Life can be very difficult sometimes. This past couple of weeks have been living proof of this for me and my family. For some, when confronted by these struggles, they continue to move forward. For others, the burden is too great for them to continue forward. And this is ok.
The Rev. Dr. Martin Luther King Jr. reminds us that, “If you can’t fly then run, if you can’t run then walk, if you can’t walk then crawl, but whatever you do you have to keep moving forward.” This does not mean that we cannot stop and gather ourselves first. Rather, it is a call to not stay in that place for too long.
I deal with the difficulty of sitting too long in the dark spaces of my own mind. Far too often, I let the pressure and weight of the world to keep me from moving forward. Also, I allow my mind to look at all the worst possible outcomes of every situation. It is part of my own brokenness and struggle with life.
However, as I am trying to learn myself, I cannot allow myself to stay in those dark places. Darkness will not win. Hate will not overcome our love! And thus, I have to look at the possible positive outcomes even in moments of great darkness.
However, we live in one of the darkest moments in modern history. We see a rise in hate, bigotry and racism. White Privilege is on parade for all to see as if it were a badge of honor. We see the “others” being abused, disenfranchised, and thrown away. Our young people have even found that they can practice racism and bigotry openly with little consequence. As people often cry, “After all, they are only children! Won’t someone please think of the children?”

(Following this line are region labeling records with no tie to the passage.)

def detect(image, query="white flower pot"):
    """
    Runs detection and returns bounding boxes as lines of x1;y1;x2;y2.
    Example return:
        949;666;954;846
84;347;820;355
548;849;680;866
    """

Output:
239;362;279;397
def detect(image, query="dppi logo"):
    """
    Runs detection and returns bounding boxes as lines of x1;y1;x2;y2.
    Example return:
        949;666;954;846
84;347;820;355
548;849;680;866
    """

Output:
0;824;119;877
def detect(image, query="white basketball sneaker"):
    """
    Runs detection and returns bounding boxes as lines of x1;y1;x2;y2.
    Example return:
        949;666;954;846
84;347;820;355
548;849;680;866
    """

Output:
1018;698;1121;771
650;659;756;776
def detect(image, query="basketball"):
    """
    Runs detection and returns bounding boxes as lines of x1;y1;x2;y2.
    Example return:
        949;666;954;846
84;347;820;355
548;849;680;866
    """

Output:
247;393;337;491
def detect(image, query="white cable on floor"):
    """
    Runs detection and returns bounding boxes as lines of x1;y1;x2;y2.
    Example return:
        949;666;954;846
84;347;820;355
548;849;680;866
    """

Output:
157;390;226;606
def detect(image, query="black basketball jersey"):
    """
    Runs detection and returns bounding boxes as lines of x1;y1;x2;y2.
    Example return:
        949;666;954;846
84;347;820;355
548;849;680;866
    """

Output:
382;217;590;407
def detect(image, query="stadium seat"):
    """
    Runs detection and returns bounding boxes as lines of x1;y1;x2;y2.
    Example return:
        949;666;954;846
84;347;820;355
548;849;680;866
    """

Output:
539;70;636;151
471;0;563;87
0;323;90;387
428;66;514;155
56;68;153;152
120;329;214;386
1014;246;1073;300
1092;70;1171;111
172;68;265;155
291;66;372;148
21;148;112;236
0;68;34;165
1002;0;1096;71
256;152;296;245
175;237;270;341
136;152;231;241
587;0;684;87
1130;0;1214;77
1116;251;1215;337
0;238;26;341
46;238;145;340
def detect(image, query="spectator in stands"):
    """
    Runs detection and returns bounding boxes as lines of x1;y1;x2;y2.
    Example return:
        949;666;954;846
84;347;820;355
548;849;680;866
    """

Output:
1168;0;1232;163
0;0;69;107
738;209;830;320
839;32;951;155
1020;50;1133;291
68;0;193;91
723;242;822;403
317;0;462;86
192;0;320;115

I am thinking today about the children. All the wonderful children who strive to do the right thing all the time. Not just when the cameras are rolling or when there may be consequences if they don’t behave. I am thinking of all the children of color who have to work extra hard to not get shot by people in the street simply because they are scared of the color of the children’s skin. I am thinking of all the children locked up for crimes they did not commit. The children who will live the rest of their lives in jails because they had a joint in their pocket.
I am thinking of the children at the border snatched from their parents by people acting under our authority. Children who may never see their parents again simply because their parents wanted a better life for their children. The children who braved thousands of miles only to be denied water, food, and proper care at the border.
I think about all the LGBTQ children who are abused by their parents, school teachers, fellow students and by our own government simply because of who they are. Those children denied their right to live as the gender they most closely identify with. The children bullied day in and day out because they love someone of their own gender.
I weep for the children who are now in their tombs. Those children killed by a “good guy with a gun”. Children who died of malnutrition or exposure to the elements at our border detention camps. The children who had their futures removed from them by systems put in place long before their birth or even our births. I weep for those children who were so bullied because they are LGBTQ that they felt the only way out was suicide. I cry for those children whose parents killed them for coming out as gay or trans.
When I find myself in a dark place, I have to remind myself that thanks to my own privilege I will never face many of the things these children face every single day. I will never know discrimination like they do. The police will not come to “investigate” me for being suspicious just because of the color of my skin. I will not have insults of a deeply painful and racist nature thrown at me for just trying to get a cup of coffee or enjoy a public park. I will not be denied service because of the color of my skin or because they can tell I am LGBTQ.
If there was ever a time to take Dr. King’s advice to “keep moving forward,” now is that time! We, as Christians, can no longer remain silent in the face of such great darkness. We must use our voices to speak up against oppression, racism, and bigotry. As the Rev. Dr. Robin Meyers reminded us at the Interfaith MLK Service last week, we must rise up because of the “Fierce urgency of Now!” (https://www.carnegiefoundation.org/blog/the-fierce-urgency-of-now/)
So, take your time to gather yourself and to find your way out of your darkness. But do not remain idle. Keep moving forward. Keep fighting for what is right. And keep holding up your light for the sake of the children!